Download font changer from Play store and install it

Download fonts and store in your /sdcard folder

For Me its /sdcard/New Fonts

OPen Font changer

Go to advanced

Scroll down to DroidSans.ttf

Browse to your /sdcard/New Fonts and select DroidSans.ttf

Press apply ...

Repeat for Roboto-Regular.ttf and DroidSans-Bold.ttf

Reboot ... Bingo

*Use at you own risk *

============================================================

Bottom Line in nexus DroidSans.ttf , Roboto-Regular.ttf and DroidSans-Bold.ttf are the three fonts that are used to display major text..

============================================================

My first attempt in tweaking the nexus .. A click on the thanks button / Like This would not cost you anything .. but would help me to understand how many users i helped


----------



## m.alkhalel (Jan 31, 2012)

YOU DONT SAY !
sorry couldn't resist.


----------



## pinkfloyd (May 13, 2012)

m.alkhalel said:


> YOU DONT SAY !
> sorry couldn't resist.


Usually I Dont .. Just wanted to know .. how many it helped .. Will keep that in Mind ...


----------



## akellar (Jun 11, 2011)

You realize there's a stickied thread in the theme section regarding fonts already, no?

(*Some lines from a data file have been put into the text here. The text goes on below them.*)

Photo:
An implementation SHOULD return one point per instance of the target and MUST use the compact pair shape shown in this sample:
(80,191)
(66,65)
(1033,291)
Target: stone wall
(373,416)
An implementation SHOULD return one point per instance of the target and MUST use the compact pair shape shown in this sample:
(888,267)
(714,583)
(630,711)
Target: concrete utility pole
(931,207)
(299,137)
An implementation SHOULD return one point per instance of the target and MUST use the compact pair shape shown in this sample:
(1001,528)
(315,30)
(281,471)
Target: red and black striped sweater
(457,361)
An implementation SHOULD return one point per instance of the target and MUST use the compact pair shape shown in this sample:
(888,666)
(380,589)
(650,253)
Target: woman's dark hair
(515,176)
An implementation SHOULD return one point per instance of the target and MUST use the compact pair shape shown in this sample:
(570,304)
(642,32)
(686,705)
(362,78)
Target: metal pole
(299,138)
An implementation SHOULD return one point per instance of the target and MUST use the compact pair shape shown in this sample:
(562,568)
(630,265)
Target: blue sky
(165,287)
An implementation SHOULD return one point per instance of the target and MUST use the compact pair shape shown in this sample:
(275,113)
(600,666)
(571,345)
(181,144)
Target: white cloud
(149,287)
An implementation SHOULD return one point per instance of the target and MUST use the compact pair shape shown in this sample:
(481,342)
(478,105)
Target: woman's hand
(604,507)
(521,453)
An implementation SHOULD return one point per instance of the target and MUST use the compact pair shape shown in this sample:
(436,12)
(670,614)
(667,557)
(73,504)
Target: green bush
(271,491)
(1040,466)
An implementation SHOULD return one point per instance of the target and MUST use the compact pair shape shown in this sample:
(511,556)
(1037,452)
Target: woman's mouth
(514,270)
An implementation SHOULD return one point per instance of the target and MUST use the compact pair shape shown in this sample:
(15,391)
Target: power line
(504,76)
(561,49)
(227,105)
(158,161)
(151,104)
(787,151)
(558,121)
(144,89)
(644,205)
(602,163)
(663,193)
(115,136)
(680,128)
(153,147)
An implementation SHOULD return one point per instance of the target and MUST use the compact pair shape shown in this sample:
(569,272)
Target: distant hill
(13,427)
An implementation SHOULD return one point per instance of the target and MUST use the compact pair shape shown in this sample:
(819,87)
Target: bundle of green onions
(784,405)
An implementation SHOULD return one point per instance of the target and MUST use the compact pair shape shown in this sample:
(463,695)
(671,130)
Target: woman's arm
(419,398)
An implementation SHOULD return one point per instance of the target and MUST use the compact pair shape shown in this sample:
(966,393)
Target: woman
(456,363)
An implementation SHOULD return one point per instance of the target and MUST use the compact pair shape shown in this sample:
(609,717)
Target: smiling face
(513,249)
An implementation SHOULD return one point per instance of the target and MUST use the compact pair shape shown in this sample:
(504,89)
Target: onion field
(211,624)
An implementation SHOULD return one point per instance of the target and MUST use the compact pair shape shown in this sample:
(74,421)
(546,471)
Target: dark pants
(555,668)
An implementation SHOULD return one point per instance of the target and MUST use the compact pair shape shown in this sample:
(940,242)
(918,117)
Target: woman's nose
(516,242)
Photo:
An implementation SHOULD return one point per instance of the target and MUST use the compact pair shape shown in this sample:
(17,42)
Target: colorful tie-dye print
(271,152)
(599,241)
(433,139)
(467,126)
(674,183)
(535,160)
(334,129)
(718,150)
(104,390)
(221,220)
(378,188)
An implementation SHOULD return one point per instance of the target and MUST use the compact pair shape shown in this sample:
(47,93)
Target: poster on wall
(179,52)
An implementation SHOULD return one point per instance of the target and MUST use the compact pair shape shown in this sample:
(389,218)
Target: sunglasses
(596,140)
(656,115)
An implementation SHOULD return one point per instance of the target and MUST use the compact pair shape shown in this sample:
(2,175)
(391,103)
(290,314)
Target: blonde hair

Sent from my Galaxy Nexus using RootzWiki


----------



## yarly (Jun 22, 2011)

Sometimes we all "reinvent the wheel" lol


----------



## blaineevans (Jul 11, 2011)

So.. how's JB working out for you guys?

Hahaha.

Sent from my Galaxy Nexus using Tapatalk 2


----------



## The_metalspring (Apr 11, 2012)

Actually font changer doesn't work right, refer to the sticky in galaxy nexus themes...and also jellybean will be even more different


----------



## pinkfloyd (May 13, 2012)

Works for me. Just attached screen shot. The font used here is rose Mary extracted from one of my friends galaxy s3


----------



## The_metalspring (Apr 11, 2012)

pinkfloyd said:


> Works for me. Just attached screen shot. The font used here is rose Mary extracted from one of my friends galaxy s3


Not always, I've tried it before and ended up having some things use the current font I chose but anything italic or bold or both used the previous font...


----------